Luta por um Estado de direito

Era um homem com opiniões, participava regularmente nas manifestações e criticava com argumentos sólidos a gestão que Kiril Yordanov fazia da cidade. Na Internet há um vídeo dele a pegar no microfone para incentivar a multidão a gritar “Abaixo a TIM!” [uma empresa com má reputação acusada pelos manifestantes de mandar e desmandar em Varna]. E mesmo que não saibamos exatamente o que é que aconteceu a Plamen, sabemos exatamente contra o que é que ele se insurgia: a desprezível e obscura gestão da cidade, a pilhagem dos recursos públicos, o esmagamento dos dissidentes, a ditadura de meia dúzia de eleitos embriagados pelo poder...

É o que acontece em Varna e é o acontece em muitas outras grandes cidades, é o que acontece na Bulgária. Varna, simplesmente, tornou-se o símbolo dessa realidade e isso não é de ontem. A demissão do presidente da Câmara [anunciada a 6 de março], hoje, já não tem qualquer importância. O que interessa é que as pessoas continuam a reclamar mais transparência e a supremacia da lei. Os habitantes de Varna compreenderam-no. E é isso que faz com que a sua revolta seja muito diferente da de Sófia, onde os manifestantes gritam reivindicações exóticas e, por vezes, contraditórias.

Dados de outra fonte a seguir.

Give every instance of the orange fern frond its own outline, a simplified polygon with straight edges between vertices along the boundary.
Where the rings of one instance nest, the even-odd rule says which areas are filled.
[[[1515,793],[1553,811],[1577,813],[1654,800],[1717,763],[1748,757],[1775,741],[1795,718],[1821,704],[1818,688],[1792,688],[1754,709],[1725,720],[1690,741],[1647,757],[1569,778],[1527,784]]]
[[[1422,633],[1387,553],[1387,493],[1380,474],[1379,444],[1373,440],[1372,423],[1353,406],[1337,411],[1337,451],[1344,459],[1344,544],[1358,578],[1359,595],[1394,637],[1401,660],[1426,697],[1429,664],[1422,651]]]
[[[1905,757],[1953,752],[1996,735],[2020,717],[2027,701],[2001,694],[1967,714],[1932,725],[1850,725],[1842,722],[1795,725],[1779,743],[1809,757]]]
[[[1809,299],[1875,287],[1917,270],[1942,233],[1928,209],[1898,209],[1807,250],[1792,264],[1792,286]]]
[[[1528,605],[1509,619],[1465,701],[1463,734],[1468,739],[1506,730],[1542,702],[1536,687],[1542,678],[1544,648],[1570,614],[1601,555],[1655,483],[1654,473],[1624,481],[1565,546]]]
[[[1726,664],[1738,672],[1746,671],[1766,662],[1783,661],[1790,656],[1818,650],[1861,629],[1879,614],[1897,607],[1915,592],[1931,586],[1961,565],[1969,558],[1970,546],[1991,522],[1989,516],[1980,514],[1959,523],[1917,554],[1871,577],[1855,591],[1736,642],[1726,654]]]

O Estado de direito por que se batem os habitantes desta cidade costeira inclui, também, um inquérito independente e exaustivo sobre a morte de Plamen Goranov. Devemos-lhe, pelo menos, isso.

Opinião

Quem está de luto

“Hoje [6 de março] é dia de luto nacional decretado em memória de Plamen Goranov”, escreve a jornalista Ana Zarkova no jornal Troud. Mas quem faz esse luto?, pergunta:

É provável que os enlutados chorem cada um a sua maneira e por coisas diferentes. Os ministros – os seus cargos; os desempregados – os seus empregos. Os pobres – o facto de não terem dinheiro para pagarem a conta do aquecimento e da eletricidade. Os ricos – poderem ser mortos ou raptados. Os manifestantes – terem perdido a união. Estamos divididos, mesmo no luto. Lamento os políticos que, hoje, tentam culpar o povo e a sua dor. Se tentassem eles próprios arrepender-se?